Episode 149 features construction safety expert Terry Dussault, who shares practical, field‑tested insights on improving safety performance in construction environments. The conversation focuses on culture, accountability, and the day‑to‑day behaviors that determine whether crews work safely or drift into risk.
Construction safety succeeds when leaders create clarity, consistency, and accountability—not through paperwork, but through visible engagement and real conversations with workers.

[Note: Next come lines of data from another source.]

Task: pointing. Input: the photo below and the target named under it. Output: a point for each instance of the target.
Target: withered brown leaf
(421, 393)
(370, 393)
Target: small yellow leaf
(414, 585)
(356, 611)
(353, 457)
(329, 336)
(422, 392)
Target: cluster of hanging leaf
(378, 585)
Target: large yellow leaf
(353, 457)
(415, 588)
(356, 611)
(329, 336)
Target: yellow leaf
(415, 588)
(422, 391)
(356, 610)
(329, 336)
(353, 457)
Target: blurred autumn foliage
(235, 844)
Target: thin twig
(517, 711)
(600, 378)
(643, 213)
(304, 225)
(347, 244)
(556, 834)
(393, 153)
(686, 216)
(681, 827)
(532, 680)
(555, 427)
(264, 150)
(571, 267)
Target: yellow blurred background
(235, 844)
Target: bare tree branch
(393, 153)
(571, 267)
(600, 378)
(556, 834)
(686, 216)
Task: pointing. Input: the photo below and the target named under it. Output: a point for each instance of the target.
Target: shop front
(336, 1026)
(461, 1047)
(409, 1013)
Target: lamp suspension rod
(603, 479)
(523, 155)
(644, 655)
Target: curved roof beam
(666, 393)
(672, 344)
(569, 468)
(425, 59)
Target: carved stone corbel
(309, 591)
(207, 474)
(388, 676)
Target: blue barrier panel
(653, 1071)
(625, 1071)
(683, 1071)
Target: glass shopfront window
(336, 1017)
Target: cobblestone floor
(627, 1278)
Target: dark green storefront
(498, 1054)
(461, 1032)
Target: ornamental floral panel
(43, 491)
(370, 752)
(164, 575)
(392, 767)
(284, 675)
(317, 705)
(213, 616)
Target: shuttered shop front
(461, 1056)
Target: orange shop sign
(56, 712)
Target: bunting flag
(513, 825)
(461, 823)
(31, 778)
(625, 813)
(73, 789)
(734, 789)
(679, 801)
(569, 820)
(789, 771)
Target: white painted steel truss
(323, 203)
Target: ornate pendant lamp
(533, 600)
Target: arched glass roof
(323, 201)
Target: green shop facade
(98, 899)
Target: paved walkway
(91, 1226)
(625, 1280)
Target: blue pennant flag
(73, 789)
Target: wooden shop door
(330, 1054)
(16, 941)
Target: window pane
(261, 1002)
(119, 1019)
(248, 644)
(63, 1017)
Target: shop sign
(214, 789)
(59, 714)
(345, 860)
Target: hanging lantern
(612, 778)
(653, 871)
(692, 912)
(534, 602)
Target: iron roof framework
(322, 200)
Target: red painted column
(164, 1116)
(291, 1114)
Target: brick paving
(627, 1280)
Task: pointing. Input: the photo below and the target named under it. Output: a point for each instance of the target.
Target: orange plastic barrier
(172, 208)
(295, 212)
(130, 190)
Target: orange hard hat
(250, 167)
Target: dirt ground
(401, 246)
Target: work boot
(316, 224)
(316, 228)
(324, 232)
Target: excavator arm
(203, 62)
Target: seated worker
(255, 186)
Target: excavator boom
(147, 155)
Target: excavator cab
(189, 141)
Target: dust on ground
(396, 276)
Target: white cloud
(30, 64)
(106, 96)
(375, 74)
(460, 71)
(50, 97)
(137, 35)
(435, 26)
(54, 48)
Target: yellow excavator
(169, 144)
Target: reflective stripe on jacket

Terry emphasizes that construction environments are:
Fast‑moving
Constantly changing
Filled with competing priorities
Dependent on communication between multiple contractors
Because of this, safety systems must be simple, repeatable, and enforced daily.
Terry stresses that:
Workers judge safety by what leaders do, not what they say
Supervisors must be present, observant, and willing to correct hazards immediately
Leaders who avoid conflict create unsafe crews
He frames leadership presence as the single most powerful safety tool on a jobsite.
Terry explains that accountability is not about discipline—it’s about:
Setting clear expectations
Following up consistently
Coaching workers toward safer habits
Reinforcing the “why” behind each rule
He argues that when accountability is missing, workers fill the gap with shortcuts.
Construction safety depends on:
Daily huddles
Clear pre‑task planning
Asking workers to explain their plan
Listening for gaps in understanding
Terry highlights that most incidents stem from assumptions, not lack of training.
Terry outlines several culture‑building practices:
Celebrate safe behaviors publicly
Correct unsafe actions privately
Make safety personal, not procedural
Ensure every worker knows their role in hazard control
He emphasizes that culture is built through thousands of small interactions, not slogans.
Construction safety improves when leaders are visible, consistent, and engaged. Terry Dussault’s message is simple: if leaders show up, ask questions, coach workers, and enforce expectations, crews will follow—and safety performance will rise.